Der Spott klang ihm jedoch hohl und falsch in den Ohren, und während er eine Flasche besten Whiskys öffnete und das erste Glas in einem Zug austrank, hallten immer noch Lokis Schreie in seinem Inneren nach...

Zum Glück war Pepper auf einem Kongress und würde erst in fünf Wochen zurückkommen. Die hätte das nämlich keine zwei Minuten ausgehalten – oder besser gesagt: es gar nicht erst zugelassen.

Jetzt, wo er allein war, zitterte Tony am ganzen Körper. Was hatte er da eben gemacht? Das war er doch nicht... das wollte er nicht sein! Aber andererseits: hätte er nachgegeben, wäre er jetzt verraten und verkauft.

Er raufte sich die Haare und verfluchte Odin und seine dämlichen Ideen... Aber trotzdem konnte er nicht verhindern, dass ein Teil von ihm die Situation genoss – was ihn Odin gleich noch mehr verfluchen liess. Und ganz egal, was er persönlich von Loki halten mochte: so etwas tat ein Vater doch einfach nicht mit seinem Sohn! Auch nicht mit seinem Adoptivsohn.

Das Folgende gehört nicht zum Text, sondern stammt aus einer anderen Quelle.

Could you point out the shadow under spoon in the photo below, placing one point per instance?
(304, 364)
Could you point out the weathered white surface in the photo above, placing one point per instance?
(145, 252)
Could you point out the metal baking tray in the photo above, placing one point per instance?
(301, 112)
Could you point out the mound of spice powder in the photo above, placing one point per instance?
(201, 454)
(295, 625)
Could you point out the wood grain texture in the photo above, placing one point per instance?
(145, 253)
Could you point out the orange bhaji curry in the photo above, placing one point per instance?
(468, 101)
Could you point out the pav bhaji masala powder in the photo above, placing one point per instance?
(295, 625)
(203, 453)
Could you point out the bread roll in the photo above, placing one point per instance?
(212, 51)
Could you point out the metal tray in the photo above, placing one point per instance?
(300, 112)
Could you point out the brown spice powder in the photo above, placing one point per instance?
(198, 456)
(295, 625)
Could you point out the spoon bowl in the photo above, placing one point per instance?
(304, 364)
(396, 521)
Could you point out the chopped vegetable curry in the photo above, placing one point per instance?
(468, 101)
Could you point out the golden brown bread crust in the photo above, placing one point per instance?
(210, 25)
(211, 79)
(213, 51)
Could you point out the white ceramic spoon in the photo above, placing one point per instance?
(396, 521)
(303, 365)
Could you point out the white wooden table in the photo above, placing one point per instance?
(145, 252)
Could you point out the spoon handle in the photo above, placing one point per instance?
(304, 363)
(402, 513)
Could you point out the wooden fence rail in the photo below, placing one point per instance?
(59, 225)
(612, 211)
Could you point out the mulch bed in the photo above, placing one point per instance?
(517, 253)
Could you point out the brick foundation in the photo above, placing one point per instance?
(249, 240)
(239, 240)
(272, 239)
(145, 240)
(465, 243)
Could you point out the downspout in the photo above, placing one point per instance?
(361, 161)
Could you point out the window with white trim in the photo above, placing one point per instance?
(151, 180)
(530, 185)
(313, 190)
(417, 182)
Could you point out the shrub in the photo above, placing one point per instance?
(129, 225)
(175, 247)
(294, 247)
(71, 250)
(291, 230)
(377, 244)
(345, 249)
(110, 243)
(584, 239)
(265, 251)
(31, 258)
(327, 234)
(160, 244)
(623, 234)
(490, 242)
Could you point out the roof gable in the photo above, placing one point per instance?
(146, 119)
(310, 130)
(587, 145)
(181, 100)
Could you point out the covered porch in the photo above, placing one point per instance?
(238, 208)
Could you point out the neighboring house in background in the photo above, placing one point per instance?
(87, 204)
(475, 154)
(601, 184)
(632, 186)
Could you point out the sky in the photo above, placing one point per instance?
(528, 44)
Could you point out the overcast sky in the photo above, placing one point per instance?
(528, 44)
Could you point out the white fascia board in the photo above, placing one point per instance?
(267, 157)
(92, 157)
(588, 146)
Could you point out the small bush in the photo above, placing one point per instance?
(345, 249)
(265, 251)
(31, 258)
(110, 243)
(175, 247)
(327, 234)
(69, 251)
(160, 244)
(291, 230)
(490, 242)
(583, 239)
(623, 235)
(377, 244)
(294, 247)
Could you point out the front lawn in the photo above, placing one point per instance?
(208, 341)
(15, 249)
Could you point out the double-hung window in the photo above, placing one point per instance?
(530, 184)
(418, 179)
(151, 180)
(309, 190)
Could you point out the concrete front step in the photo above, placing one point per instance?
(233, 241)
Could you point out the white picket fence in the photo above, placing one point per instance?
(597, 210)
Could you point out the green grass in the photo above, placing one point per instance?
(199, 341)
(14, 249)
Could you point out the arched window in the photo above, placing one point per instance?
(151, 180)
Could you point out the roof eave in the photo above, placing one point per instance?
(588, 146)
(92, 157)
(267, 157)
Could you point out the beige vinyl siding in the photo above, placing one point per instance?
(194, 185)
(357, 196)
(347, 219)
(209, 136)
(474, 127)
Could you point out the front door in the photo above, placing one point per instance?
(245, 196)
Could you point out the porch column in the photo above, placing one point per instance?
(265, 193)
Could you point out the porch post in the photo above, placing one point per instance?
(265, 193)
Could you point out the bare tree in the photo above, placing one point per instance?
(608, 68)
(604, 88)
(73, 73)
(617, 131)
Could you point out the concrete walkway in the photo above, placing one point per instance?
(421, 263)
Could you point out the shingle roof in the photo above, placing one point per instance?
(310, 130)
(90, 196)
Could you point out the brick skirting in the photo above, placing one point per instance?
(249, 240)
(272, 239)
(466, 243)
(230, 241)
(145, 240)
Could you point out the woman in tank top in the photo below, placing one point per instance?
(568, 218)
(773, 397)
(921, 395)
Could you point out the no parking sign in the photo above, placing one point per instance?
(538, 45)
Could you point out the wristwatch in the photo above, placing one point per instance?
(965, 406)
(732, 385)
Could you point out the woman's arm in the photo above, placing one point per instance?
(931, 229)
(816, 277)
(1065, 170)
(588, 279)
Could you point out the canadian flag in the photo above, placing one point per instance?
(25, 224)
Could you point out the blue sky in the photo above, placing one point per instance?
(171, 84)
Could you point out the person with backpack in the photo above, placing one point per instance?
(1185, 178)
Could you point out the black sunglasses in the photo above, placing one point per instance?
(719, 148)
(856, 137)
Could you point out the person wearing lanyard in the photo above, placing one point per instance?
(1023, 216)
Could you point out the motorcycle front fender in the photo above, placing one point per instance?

Jarvis Stimme riss Tony aus seinen Gedanken. «Er rührt sich noch nicht, Sir. Ich habe ihm wie sie mir aufgetragen hatten erklärt, was sie von ihm verlangen, aber er sagt, er brauche noch ein paar Minuten, bis er aufstehen könne.»

«Ach ja?» Schlagartig ebbten Tonys unterschwellige Schuldgefühle wieder ab. Hatte der Bastard immer noch nicht begriffen? Versuchte er weiterhin, ihm zu trotzen?

Klar, natürlich: er, Tony Stark, war ja schliesslich nur ein kleiner, unbedeutender Sterblicher. Wie hatte Loki die Menschen einst so schön genannt? Ameisen! Und vor solch unbedeutenden Kreaturen kuschte ein Halbgott wie Loki aus Asgard natürlich nicht!

Wut löste alle anderen Empfindungen ab, die in Tony getobt hatten, und er schwang sich aus seinem Sessel hoch. «Danke, Jarvis. Ich kümmere mich selbst darum.» sagte er und ging zurück zu Loki. Wenn er es drauf anlegen wollte, bitte. Er würde dem Schuft jetzt ein für alle Mal zeigen, wer hier das Sagen hatte...

Als er bei ihm ankam, machte er sich daher gar nicht erst die Mühe, um den heissen Brei herum zu reden. Er hielt den Stab wieder in der Hand und zischte: «Wenn du jetzt nicht augenblicklich spurst, fangen wir nochmal von vorne an.»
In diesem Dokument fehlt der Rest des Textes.